Mass web hosting is a popular way to host web sites. Lower costs, easy site creation, and convenience lure site owners to host with the likes of HostGator, GoDaddy.com, and Yahoo.com. The problem with mass hosting is just that, a massive amounts of sites on overloaded servers. With sometimes hundreds of sites on a single web server, your site can suffer slowdowns when another site on the same server gets hammered. Often the best approach in this situation is to move to a new host with more lightly loaded servers. This article shows the effects of such a move for a client on a mass web host.
The Problems with Mass Web Hosting
Our example site was hosted on a mass web host. Not surprisingly, the client reported slow and inconsistent response times. A brief performance analysis found a large (3.4MB) home page with 76 requests (see Figures 1 and 2).
Slow and Inconsistent First Byte Times
First byte times ranging from 1.02 to over 60 seconds on a DSL connection. Digging into the slowest TTFB result showed that the DNS lookup, the initial connection, or content download times weren’t the problem, it was the 61+ second TTFB (slow server response, see Figure 3).
Other Issues for Slow Websites: Crawl Errors, Lower Conversion Rates, & Poor Attunability
Slow web sites can cause a host of other problems (no pun intended). Slower sites can spawn crawl errors with search engines as they struggle to index your site. Crawl errors can reduce the number of pages indexed in your site, reducing your potential traffic and keyword rankings. We found crawl errors with the original host. Conversion rates and attunability can also suffer with slower pages. In summary mass hosting can cause:
- Slow response times, especially TTFB
- Slow start render times (slow TTFB delays start render times)
- Inconsistent response times – lowers attunability (Ritchie & Roast, 2001, Roast 1998)
- Crawl errors – fewer indexed pages
- Lower conversion rates (Akamai 2010, Tagman 2012)
- Lower search engine rankings (Google factors speed into rankings)
The Solution: Moving to Lightly Loaded Host
After moving the site to a more lightly loaded shared server environment, first byte times were reduced and more importantly made more consistent. Mean cable first byte time was reduced by 82.1% from 2.3S to 0.41S (see Figure 4). Figure 5 shows that the range of server response times was reduced from over 61 seconds to 0.15 seconds for DSL connections after the move, and 1.31S to 0.22S for cable. Figure 6 shows that first byte time variability (measured by standard deviation) dropped from 33.2S on DSL to 0.06S, and from 0.67S to 0.1S on cable. In other words variability dropped by 6.7 times (for Cable) to over 500X smaller for DSL (i.e., much more attunable). Mean Cable load times also improved by 34.3% (see Figure 7), although DSL load times remained the same.
Room for Improvement
While first byte times improved significantly, and load times improved at least for cable there is still more work to do here. Load times of 20 seconds for DSL and 6.6 second for cable connections are well above HCI guidelines of 2-4 seconds (King 2008, Akamai 2009). In our next installment we’ll address optimizing the content automatically to see what effect this will have on load times.

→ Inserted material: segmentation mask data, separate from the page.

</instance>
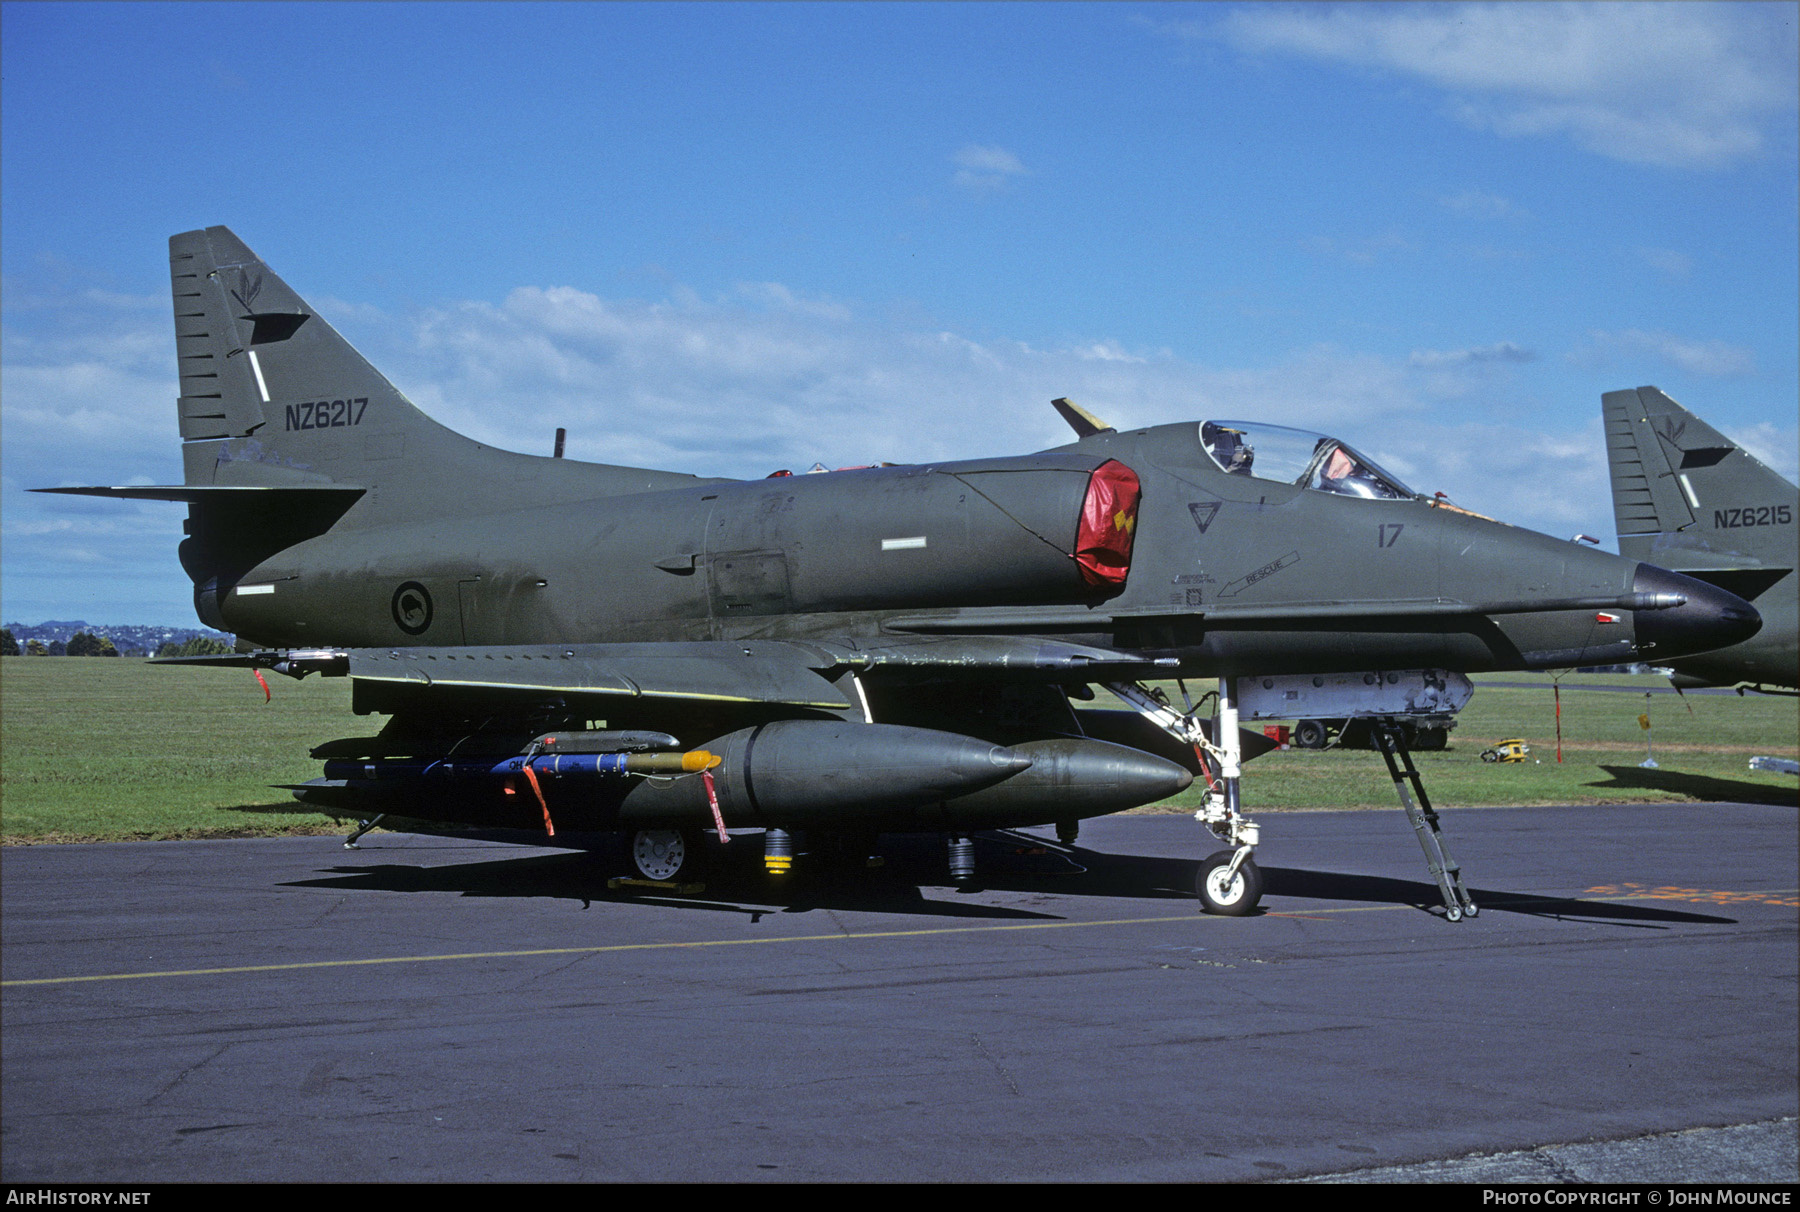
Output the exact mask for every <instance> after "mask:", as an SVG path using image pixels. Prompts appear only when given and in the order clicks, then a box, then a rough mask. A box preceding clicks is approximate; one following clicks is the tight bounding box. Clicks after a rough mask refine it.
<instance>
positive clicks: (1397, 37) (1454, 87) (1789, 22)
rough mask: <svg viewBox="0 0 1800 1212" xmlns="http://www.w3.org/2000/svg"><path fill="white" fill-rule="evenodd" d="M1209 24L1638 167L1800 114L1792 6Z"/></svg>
mask: <svg viewBox="0 0 1800 1212" xmlns="http://www.w3.org/2000/svg"><path fill="white" fill-rule="evenodd" d="M1213 31H1215V32H1217V34H1219V36H1222V38H1224V40H1228V41H1229V43H1233V45H1235V47H1238V49H1242V50H1247V52H1260V54H1289V56H1301V58H1310V59H1323V61H1332V63H1346V65H1352V67H1364V68H1377V70H1390V72H1397V74H1402V76H1409V77H1415V79H1422V81H1427V83H1431V85H1435V86H1438V88H1442V90H1445V94H1447V97H1449V108H1451V113H1453V115H1454V117H1456V119H1460V121H1463V122H1467V124H1471V126H1478V128H1485V130H1492V131H1496V133H1499V135H1505V137H1532V135H1566V137H1570V139H1573V140H1575V142H1577V144H1580V146H1582V148H1586V149H1589V151H1595V153H1598V155H1606V157H1611V158H1618V160H1631V162H1640V164H1660V166H1674V167H1692V169H1717V167H1724V166H1730V164H1735V162H1741V160H1746V158H1751V157H1755V155H1759V153H1760V151H1762V148H1764V144H1766V142H1768V131H1766V128H1768V126H1769V124H1771V122H1775V121H1786V115H1787V113H1789V112H1791V110H1793V92H1795V52H1796V43H1795V22H1793V9H1791V5H1730V4H1456V5H1361V4H1352V5H1330V7H1312V5H1303V7H1285V5H1244V7H1233V9H1229V11H1228V13H1226V14H1224V16H1222V18H1220V20H1219V22H1217V25H1215V27H1213ZM1188 32H1193V31H1192V29H1190V31H1188ZM1210 32H1211V31H1210Z"/></svg>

- Akamai Reveals 2 Seconds as the New Threshold of Acceptability for eCommerce Web Page Response Times
- 47% of users expect a page to load in 2 seconds, and 40% will abandon a page after 3 seconds. Akamai, 2009.
- Install mod_pagespeed
- Installing mod_pagespeed can make significant improvements in web page performance. In our tests, web page start render times improved by 17% to 43% and load times improved by about one-third. However, while mod_pagespeed improved load times, it is no substitute for manual website optimization.
- New Study Reveals the Impact of Travel Site Performance on Consumers
- This study showed improved conversion rates for faster travel sites. Akaimai, 2010
- Ritchie and Roast, “Performance, Usability, and the Web,”
- in Proceedings of the 34th Hawaii International Conference on System Sciences 5 (Los Alamitos, CA: IEEE Computer Society Press, 2001).
- Roast, “Designing for Delay in Interactive Information Retrieval,”
- Interacting with Computers 10 (1998): 87104. Introduced the notion of attunability, in that users “attune” to the delay of an interactive system. Raw response times are not enough they posit, the consistency of response times is important so users can “attune” or get used to a certain range of response times. The tighter the range (lower standard deviation) the more “attunable” the system will be.
- Just One Second Delay In Page-Load Can Cause 7% Loss In Customer Conversions
- Found that conversion peaked at 2 seconds and dropped 6.7% for every 1 second of further delay. Tagman Blog, March 2012.